Mira primero a tu alrededor
En qué fijarse
- Dos portales frente a frente
- Mosaicos y mayólica
- Zonas de fachada sin revestir
- Inscripción en las puertas
La historia del lugar
Tras los portales fastuosos funcionaban dos escuelas con alojamiento para los alumnos: las habitaciones se distribuían alrededor de los patios, las clases tenían lugar en una sala separada y había mezquitas de verano e invierno para la oración. En las puertas se ha conservado una inscripción sobre la obligación de buscar el conocimiento para todo musulmán y toda musulmana. La mayólica junto al ladrillo visto muestra que la decoración no llegó a todas las torres, los nichos y la mitad del patio. Las escuelas se utilizaron hasta mil novecientos veinte, y las paredes de las habitaciones conservan hasta seis repintados posteriores.
Las dos madrasas están orientadas con sus entradas una frente a la otra. En Bujará, a una pareja así la llamaban «qosh»: entre dos edificios independientes surgía una pequeña plaza. La primera ya llevaba en pie doscientos treinta y cinco años cuando apareció su vecina.
En mil seiscientos cincuenta y uno, Abdulaziz Khan, gobernante del Kanato de Bujará del siglo XVII, ordenó construir su propia madrasa frente a la escuela de Ulugh Beg. Buscaba un resultado perfectamente medible: el nuevo edificio debía superar al antiguo en tamaño y en riqueza decorativa. El arquitecto de la corte Muhammad Salih reunió en la fachada y en las salas de ceremonia casi todo el repertorio de los costosos oficios artesanales de Bujará: mosaicos, mayólica, yeso tallado y pintura en relieve dorada. Entre los motivos aparecieron jarrones con flores, serpientes con cabeza de pájaro y pabellones de jardín.
Tras el portal decorado se encontraba una institución de enseñanza con alojamiento para los alumnos. Se instalaban en habitaciones alrededor del patio, estudiaban en una sala separada y rezaban en una mezquita de verano o de invierno. Más tarde, los residentes repintaron sus habitaciones a su gusto; los investigadores hallaron hasta seis capas de acabado en las paredes. La rivalidad del kan con un predecesor muerto hacía mucho tiempo proporcionó a los alumnos una escuela que se utilizó hasta mil novecientos veinte.

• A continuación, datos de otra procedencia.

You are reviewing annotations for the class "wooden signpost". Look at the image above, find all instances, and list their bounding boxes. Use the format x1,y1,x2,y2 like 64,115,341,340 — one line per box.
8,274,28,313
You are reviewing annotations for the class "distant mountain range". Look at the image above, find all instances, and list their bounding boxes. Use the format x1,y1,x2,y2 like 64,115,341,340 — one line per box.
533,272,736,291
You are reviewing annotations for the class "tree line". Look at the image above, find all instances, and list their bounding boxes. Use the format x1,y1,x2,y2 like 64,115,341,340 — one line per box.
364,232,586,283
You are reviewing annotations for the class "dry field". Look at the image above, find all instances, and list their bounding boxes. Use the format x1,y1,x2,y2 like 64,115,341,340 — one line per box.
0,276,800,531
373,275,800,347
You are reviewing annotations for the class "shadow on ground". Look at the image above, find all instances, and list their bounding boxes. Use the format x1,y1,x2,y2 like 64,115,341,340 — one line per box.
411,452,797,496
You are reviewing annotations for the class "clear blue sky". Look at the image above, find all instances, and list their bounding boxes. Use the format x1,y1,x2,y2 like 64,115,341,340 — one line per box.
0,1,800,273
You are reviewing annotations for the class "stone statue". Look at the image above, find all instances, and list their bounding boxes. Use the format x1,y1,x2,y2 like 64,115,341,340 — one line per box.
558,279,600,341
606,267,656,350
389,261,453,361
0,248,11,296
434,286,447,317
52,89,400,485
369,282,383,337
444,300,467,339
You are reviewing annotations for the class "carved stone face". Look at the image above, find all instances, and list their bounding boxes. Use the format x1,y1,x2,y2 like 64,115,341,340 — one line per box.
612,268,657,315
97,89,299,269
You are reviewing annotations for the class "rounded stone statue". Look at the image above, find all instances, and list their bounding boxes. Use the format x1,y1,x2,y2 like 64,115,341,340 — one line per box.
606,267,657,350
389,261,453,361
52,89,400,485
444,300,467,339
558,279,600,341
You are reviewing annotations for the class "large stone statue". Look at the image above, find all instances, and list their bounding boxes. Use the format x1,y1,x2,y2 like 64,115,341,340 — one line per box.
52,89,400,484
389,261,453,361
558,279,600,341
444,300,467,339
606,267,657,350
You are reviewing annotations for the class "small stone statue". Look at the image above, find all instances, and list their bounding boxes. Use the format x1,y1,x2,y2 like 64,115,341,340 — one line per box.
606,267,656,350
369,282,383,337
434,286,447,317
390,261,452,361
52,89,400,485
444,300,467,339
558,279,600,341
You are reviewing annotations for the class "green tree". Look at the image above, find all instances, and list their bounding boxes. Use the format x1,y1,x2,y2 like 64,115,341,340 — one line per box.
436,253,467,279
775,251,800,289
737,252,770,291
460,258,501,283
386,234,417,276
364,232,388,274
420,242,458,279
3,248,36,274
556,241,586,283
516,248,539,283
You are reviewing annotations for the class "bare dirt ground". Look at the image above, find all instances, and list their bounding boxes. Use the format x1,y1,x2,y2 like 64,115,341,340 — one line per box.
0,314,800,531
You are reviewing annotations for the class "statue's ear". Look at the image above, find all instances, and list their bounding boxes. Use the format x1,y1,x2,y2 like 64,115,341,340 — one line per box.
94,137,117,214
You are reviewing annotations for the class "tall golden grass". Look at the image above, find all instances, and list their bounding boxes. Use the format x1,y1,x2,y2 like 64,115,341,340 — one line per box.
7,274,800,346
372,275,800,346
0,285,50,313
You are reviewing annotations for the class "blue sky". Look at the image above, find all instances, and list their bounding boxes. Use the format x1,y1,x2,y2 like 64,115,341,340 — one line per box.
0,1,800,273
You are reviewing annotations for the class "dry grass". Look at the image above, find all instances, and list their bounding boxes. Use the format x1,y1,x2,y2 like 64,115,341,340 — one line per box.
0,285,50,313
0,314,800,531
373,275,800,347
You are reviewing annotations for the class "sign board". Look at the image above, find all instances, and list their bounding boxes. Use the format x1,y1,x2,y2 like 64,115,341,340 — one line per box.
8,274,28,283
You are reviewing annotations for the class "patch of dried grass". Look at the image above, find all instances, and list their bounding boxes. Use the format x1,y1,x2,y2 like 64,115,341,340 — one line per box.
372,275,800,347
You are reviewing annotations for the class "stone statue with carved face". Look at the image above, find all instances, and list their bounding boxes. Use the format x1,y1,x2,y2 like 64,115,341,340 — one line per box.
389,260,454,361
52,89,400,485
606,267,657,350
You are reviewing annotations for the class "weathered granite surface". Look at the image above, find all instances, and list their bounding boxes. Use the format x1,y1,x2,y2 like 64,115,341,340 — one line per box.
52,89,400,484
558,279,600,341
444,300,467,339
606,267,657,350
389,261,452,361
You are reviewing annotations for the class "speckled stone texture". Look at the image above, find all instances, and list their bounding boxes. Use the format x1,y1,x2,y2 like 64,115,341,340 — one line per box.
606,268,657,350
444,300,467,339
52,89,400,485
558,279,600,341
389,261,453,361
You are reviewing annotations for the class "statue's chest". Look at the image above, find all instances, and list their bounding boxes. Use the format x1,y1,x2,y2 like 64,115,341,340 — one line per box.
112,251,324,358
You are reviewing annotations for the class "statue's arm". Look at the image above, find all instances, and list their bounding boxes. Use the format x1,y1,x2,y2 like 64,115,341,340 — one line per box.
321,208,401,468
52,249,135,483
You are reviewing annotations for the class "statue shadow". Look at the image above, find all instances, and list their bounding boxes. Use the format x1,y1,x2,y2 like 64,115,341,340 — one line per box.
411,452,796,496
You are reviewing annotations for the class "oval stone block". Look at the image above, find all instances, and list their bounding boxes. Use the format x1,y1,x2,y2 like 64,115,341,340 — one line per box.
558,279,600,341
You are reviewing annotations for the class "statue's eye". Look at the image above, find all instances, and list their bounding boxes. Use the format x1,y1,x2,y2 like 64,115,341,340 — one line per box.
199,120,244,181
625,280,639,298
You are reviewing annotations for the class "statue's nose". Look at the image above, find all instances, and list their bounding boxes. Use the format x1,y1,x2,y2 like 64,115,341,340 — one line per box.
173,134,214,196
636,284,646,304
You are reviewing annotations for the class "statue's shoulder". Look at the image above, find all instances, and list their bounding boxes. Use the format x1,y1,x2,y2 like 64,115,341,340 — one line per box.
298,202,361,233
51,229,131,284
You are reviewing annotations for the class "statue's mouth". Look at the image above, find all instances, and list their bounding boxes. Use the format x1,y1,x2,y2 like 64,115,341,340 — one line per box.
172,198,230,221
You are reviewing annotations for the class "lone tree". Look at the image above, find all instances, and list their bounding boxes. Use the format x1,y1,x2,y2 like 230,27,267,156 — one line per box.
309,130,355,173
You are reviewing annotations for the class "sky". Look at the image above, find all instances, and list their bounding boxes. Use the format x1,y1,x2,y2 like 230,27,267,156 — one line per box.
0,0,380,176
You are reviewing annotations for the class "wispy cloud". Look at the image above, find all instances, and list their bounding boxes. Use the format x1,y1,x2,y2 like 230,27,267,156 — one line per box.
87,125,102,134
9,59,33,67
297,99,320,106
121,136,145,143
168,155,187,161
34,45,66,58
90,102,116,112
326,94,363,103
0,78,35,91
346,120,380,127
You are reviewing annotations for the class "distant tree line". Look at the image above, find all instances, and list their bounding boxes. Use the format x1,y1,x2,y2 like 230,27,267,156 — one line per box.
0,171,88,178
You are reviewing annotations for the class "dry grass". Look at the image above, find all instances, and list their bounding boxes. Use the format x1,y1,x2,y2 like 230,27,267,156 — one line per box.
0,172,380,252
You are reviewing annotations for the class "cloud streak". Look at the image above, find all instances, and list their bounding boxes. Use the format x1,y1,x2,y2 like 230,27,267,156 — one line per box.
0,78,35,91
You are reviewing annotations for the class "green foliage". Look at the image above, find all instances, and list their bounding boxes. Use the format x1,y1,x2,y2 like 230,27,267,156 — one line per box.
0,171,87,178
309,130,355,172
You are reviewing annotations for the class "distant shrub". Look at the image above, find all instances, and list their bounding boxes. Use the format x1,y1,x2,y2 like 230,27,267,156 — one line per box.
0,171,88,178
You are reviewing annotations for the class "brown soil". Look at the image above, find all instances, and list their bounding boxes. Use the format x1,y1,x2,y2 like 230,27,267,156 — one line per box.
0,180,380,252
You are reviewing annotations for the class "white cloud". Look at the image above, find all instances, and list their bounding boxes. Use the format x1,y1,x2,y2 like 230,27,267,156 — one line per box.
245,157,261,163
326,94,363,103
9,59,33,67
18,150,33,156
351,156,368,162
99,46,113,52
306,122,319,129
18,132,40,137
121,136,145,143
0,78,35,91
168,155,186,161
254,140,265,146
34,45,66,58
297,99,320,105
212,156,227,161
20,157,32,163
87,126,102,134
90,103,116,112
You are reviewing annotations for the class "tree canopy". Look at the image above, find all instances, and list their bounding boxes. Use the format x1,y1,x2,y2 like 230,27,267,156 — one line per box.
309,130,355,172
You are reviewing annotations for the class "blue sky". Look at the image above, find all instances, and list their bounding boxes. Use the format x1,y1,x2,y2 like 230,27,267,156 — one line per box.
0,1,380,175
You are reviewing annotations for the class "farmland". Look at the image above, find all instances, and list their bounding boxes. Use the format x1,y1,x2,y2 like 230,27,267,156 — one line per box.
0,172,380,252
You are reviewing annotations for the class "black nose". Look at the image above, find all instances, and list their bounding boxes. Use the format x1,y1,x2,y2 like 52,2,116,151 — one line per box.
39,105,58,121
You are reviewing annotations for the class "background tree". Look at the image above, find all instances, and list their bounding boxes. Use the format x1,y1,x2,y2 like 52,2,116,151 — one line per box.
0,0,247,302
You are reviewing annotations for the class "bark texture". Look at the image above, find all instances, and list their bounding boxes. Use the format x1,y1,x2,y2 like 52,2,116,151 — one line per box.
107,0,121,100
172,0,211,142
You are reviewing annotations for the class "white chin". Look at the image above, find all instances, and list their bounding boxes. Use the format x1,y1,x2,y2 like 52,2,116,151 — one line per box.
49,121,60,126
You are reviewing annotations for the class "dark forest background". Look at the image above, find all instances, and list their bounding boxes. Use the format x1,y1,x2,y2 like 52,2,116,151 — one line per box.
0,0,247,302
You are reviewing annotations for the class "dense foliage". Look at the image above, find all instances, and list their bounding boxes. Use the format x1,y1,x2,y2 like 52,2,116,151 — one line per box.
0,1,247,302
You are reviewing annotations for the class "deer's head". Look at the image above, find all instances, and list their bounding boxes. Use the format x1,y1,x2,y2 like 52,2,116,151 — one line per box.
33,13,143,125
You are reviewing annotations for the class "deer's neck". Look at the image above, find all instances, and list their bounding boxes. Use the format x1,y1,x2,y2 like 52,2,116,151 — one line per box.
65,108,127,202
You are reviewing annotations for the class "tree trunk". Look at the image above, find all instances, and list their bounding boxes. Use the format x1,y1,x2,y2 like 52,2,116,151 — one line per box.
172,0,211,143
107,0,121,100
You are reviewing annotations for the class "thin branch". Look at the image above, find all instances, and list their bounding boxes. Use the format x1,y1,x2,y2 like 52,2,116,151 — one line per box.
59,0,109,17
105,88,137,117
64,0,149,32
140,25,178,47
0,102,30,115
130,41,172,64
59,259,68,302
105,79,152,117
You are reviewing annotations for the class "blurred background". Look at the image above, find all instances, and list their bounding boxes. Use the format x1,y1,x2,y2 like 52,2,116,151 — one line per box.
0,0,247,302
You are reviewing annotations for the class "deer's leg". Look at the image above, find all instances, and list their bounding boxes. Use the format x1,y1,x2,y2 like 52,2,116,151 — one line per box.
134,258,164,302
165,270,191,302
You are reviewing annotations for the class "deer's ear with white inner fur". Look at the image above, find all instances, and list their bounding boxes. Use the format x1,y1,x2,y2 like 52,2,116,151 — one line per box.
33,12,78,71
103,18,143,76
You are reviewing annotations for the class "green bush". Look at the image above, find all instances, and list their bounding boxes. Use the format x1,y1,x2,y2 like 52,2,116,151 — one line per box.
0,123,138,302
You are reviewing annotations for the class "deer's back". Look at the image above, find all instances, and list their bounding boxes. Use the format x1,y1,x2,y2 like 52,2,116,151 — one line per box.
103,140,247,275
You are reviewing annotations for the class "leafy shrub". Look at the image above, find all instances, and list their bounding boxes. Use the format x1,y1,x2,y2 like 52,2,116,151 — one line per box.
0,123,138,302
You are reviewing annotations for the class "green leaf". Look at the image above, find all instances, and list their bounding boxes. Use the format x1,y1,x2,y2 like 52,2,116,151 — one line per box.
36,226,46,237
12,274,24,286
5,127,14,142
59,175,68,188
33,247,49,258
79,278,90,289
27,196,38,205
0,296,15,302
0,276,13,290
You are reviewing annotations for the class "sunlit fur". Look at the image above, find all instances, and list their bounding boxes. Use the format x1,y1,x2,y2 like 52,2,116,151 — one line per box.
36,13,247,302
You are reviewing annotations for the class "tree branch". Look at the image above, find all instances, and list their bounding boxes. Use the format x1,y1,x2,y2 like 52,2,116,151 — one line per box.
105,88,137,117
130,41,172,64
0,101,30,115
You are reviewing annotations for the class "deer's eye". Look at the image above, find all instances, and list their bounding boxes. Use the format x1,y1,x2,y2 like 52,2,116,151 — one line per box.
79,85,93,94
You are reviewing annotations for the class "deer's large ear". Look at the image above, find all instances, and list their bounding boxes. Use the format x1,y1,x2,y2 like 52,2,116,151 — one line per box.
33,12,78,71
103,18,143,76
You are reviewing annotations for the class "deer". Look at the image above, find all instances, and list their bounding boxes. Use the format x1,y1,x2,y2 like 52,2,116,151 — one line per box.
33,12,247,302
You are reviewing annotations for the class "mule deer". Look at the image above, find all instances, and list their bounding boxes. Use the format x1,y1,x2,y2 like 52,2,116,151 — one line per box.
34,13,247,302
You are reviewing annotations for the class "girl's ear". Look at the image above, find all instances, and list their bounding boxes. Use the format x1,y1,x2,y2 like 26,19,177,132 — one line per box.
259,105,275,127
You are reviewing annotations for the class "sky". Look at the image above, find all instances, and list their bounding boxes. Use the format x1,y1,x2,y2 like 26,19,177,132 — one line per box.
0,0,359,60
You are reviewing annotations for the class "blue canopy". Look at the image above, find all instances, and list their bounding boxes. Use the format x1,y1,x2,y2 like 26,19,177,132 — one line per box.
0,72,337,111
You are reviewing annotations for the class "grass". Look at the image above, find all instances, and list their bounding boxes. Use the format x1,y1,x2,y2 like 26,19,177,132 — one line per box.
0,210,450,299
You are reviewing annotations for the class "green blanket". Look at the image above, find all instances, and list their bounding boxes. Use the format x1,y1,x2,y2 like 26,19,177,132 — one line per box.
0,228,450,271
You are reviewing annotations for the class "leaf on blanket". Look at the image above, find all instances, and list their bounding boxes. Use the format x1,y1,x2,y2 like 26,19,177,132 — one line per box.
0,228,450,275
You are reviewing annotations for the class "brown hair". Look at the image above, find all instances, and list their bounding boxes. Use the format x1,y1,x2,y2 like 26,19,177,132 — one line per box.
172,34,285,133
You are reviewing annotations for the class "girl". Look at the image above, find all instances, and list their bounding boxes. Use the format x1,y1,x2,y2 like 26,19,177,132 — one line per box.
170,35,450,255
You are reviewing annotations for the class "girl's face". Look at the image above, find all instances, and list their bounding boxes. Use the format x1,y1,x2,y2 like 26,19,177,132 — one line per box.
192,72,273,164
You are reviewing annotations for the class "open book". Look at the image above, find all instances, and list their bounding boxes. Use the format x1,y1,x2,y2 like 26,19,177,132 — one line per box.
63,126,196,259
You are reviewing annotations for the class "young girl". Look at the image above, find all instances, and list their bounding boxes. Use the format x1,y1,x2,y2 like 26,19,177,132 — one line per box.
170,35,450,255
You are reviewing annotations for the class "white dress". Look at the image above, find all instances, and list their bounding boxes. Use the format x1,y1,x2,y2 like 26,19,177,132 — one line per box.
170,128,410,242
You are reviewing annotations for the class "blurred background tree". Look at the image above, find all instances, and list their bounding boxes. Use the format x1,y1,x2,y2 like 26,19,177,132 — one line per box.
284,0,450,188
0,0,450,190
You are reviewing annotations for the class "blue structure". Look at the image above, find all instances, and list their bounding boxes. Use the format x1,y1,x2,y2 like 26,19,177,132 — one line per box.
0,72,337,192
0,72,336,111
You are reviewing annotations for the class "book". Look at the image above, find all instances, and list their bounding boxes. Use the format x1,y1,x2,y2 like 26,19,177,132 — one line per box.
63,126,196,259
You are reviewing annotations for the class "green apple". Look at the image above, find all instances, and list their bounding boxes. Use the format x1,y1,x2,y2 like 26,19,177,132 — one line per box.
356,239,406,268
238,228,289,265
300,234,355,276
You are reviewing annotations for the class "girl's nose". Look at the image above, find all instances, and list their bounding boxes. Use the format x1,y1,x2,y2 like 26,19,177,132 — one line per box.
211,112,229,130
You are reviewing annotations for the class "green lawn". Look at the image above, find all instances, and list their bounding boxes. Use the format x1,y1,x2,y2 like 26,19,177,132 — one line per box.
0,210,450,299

Los artesanos no ejecutaron por completo el encargo de Abdulaziz Khan. Llegaron a revestir el portal y la parte derecha de la fachada principal, pero las torres, algunos nichos y la mitad del patio quedaron sin la decoración prevista. Las obras se detuvieron durante un golpe de palacio. Durante varios años, el hermano menor del kan, Subhan Quli Khan, que gobernaba Balj y aspiraba al trono, sostuvo una disputa con él. Abdulaziz Khan acabó cediéndole el trono y partió en peregrinación a La Meca. En febrero de mil seiscientos ochenta y uno, en las mezquitas de Bujará ya se pronunciaba el nombre del nuevo kan, y la decoración de la madrasa de Abdulaziz Khan nunca llegó a terminarse.
Abdulaziz Khan eligió como rival la escuela de Ulugh Beg. Ulugh Beg, príncipe timúrida que gobernaba Bujará y Samarcanda, quería convertir las ciudades bajo su dominio en centros de saber. En mil cuatrocientos diecisiete encargó aquí la primera de sus tres madrasas conservadas. Ulugh Beg no realizó observaciones del cielo entre estos muros: su nombre permaneció como el del promotor y protector de la escuela.
Él mismo solo llegó aquí el veintiocho de noviembre de mil cuatrocientos diecinueve. Ulugh Beg repartió regalos entre los alumnos y otros hombres de saber: así, la primera presencia del promotor en su propia madrasa confirmó de inmediato la función del edificio. En las puertas se ha conservado una inscripción que dice que buscar el conocimiento es una obligación para todo musulmán y toda musulmana. Frente a ella está la respuesta de Abdulaziz Khan: el portal es más alto y más fastuoso, y su decoración se interrumpe donde los artesanos perdieron a su mecenas.
Información práctica
Las fachadas están accesibles permanentemente; los patios interiores y las dependencias museísticas funcionan con un horario cambiante.
Comprobado: sin fecha. Comprueba la fuente oficial antes de visitar.El mejor lugar para comparar es la calle entre los edificios. Entra en los patios solo cuando el acceso esté abierto y no cuentes con poder ver ambos interiores al mismo tiempo.